手元のファイルを本番へ上げる前に「どちらが新しいか」を確かめる|更新日時で版を見分ける手順と、消さずに反映するやり方

手元のファイルを本番へ上げる前に「どちらが新しいか」を確かめる|更新日時で版を見分ける手順と、消さずに反映するやり方

ホームページや業務ツールに手を入れるとき、手元のパソコンにあるファイルを直してからサーバーへ上げる。ごく普通の流れです。ただしこの流れには、作業内容とは無関係に成立してしまう事故がひとつあります。手元のファイルが、本番より古いという状態です。

結論から書きます。本番へ上げる前に確かめるのは、自分が直した箇所ではありません。本番側に、自分の手元より新しいファイルが1つでもあるかどうかです。1つでもあれば、その時点で送るのをやめます。先に本番から取り直し、取り直した版の上で直してから送る。この順番を守るだけで、他の人が積み上げた更新を消してしまう事故は起きません。

弊社は名古屋でホームページ制作と、店舗向けの業務ツール開発・運用を行っています。この記事は、複数の担当者・複数のパソコンから同じサイトやツールを触る現場で実際に使っている確認手順をまとめたものです。
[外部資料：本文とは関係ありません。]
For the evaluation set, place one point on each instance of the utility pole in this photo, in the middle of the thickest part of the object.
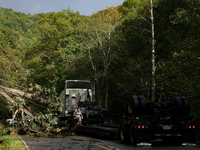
(153, 55)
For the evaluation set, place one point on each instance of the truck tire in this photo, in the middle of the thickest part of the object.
(133, 105)
(143, 103)
(132, 135)
(123, 133)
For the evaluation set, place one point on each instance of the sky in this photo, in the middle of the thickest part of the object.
(84, 7)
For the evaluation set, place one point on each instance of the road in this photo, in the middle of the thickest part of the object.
(79, 142)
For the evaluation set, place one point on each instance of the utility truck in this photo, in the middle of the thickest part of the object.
(81, 93)
(145, 121)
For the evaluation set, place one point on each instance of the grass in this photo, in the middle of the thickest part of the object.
(10, 142)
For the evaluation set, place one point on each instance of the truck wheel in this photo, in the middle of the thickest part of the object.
(123, 133)
(132, 136)
(133, 105)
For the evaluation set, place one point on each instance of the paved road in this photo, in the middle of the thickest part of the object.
(77, 142)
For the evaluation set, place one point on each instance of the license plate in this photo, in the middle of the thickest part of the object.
(166, 127)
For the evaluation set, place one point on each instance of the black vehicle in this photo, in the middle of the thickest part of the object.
(145, 121)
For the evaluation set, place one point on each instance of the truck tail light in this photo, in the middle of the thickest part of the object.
(142, 127)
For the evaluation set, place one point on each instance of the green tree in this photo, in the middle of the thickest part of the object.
(97, 33)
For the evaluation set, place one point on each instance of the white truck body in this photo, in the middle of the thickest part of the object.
(76, 91)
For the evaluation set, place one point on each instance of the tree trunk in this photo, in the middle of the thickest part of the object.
(153, 56)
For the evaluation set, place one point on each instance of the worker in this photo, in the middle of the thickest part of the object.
(78, 115)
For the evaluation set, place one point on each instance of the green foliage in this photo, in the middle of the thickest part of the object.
(53, 48)
(51, 58)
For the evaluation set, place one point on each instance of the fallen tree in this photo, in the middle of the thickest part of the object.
(41, 106)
専門的な用語はできるだけ避け、制作会社に任せている経営者の方が「発注時に何を言えばいいか」まで分かる形で書きます。

なぜ手元のファイルが古くなるのか

「自分が最後に触ったのだから、手元が最新に決まっている」——この前提が崩れる場面は、思っているより多くあります。

崩れる場面 何が起きているか
作業するパソコンが2台以上ある 事務所のデスクトップで直した内容が、持ち歩くノートには戻ってこない
制作会社や外注が本番を直接触る 「ちょっと直しておきました」がサーバー上だけで完結する
別の担当者が管理画面から編集した ファイルではなく管理画面側で内容が変わっている
急ぎの修正をサーバー上で直接行った 緊急対応のときほど、手元へ戻す作業が後回しになる

厄介なのは、古いファイルは見た目がまったく正常だという点です。開いても壊れていません。手元で動かしても普通に動きます。動作確認のテストを流しても通ります。ただしそれは、古い確認手順が古いファイルに対して通っただけで、本番に入っている新しい機能のことは何も見ていません。
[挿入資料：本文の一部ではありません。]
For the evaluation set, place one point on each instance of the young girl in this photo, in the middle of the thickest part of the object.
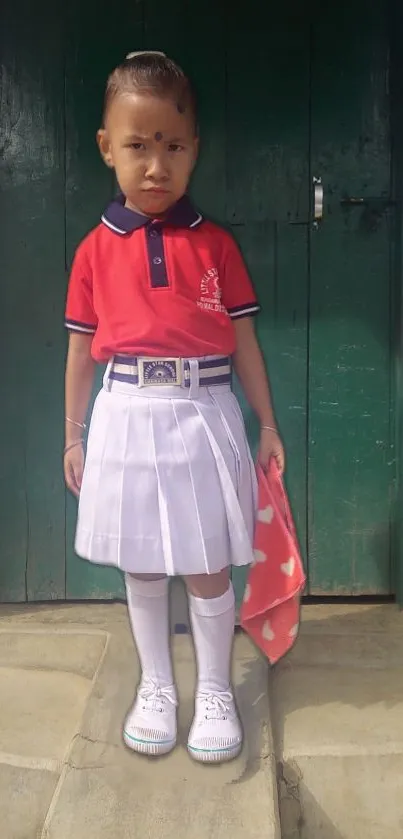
(169, 487)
つまり「手元で確認したから大丈夫」は、この事故に対しては何の根拠にもなりません。確認すべき対象が手元ではなく本番側にあるからです。

起こりうる被害の大きさ

弊社が運用している、店舗の口コミ収集システムでの例です。機能を追加しようとした際、手を付ける前に本番側のファイルの更新日時を調べたところ、次の状態でした。

最終更新
手元の作業フォルダ 約1か月前で停止
本番サーバー 前日まで更新あり

このシステムはバージョン管理(履歴を残す仕組み)を入れていない時期のもので、差分も履歴も出ません。もし更新日時を見ずに手元の版を送っていれば、その1か月のあいだに本番へ入っていた改修がまとめて消えていました。アンケート完了画面の改修、個人情報の取り扱い表記、管理画面の刷新、契約プランごとの機能制御。どれも作り直しになりますし、何が消えたのかを思い出すところから始めることになります。

被害は「消えたこと」より「消えたと気づけないこと」のほうが深刻です。送った直後に画面は正常に表示されますから、その場では成功に見えます。数日後に店舗から「この前まであった画面がなくなった」と言われて初めて分かる、という順番になります。

上げる前に行う5つの手順

手順1:本番側に「自分より新しいファイル」がないか数える

まず、自分の手元のフォルダが最後に更新された日を確認します。次に本番側で、その日より後に更新されたファイルの数を調べます。数が0なら手元が最新、1以上あれば手元は古い、という単純な判定です。

サーバーにコマンドで接続できる場合は、次のような形で一覧を出せます。

find /本番のフォルダ -type f -newermt "2026-09-01" | head -50

FTPソフトしか使えない場合でも、サーバー側のフォルダを更新日時の降順で並べ替えれば同じことが分かります。日付の列を一度も見ていない状態で上書きを始めない、というのが守るべき線です。

手順2:1つでもあれば送らず、本番から取り直す

新しいファイルが見つかったら、その日に送る予定だった作業は一旦止めます。やることは、本番の一式を手元へダウンロードし直し、新しく取り直した版の上で改めて修正を当てることです。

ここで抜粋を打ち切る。